Alliance festival invites you to be inspired by movies

      Instead of kicking back and watching Netflix on a cold January evening, the Alliance for the Chesapeake Bay hopes to entice you out to Maryland Hall for an evening of movies at their second annual Wild and Scenic Film Festival.
      Now an annual fundraiser for the Alliance, the January 23 festival presents 14 short films. They aim to inform, inspire and ignite possibilities to restore the earth and human communities while creating a positive future for the next generation. Festival-goers can expect to see award-winning films about nature, community activism, adventure, conservation, water, energy and climate change, wildlife, environmental justice, agriculture, Native American and indigenous cultures.
      Last year, the Alliance’s inaugural event sold every one of its 150 seats. 
      “That was both amazing and unexpected,” said Communications and Maryland Outreach Coordinator Lucy Heller with the Alliance. “We held it at St. Margaret’s Church in Annapolis and the only complaint we heard was that the venue was too small.”
      Heller says the festival is unique in that it offers something different than the Alliance’s other signature event, Taste of Chesapeake.

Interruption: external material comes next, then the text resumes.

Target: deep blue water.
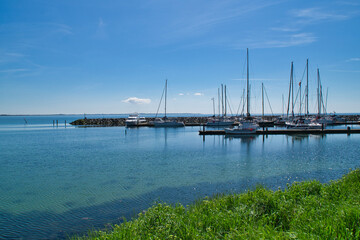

      “Taste of the Chesapeake is a bit expensive for some people, this festival makes supporting the Alliance pretty easy and attracts a different crowd... We have space for 180 and we have already sold 120 tickets – so we are excited about potentially selling out this event, too.”
      Heller joined other team leaders from the Alliance’s offices in Lancaster, Penn., Richmond and Washington, D.C., in narrowing down a field of 150 films available for their showings. Each location will show the same slate of films on the same night.
      “We started working on the selections over the summer and hope we found the right combinations. We have some films that will be more science-y, like Blue Carbon, and others that are more human interest, such as the one about the 97-year-old marathon runner, For the Love of Mary.
       “We hope these films help open the door to new people learning about the Alliance and being inspired by all this beautiful scenery and we hope it pushes people to get outside more and become closer to nature.”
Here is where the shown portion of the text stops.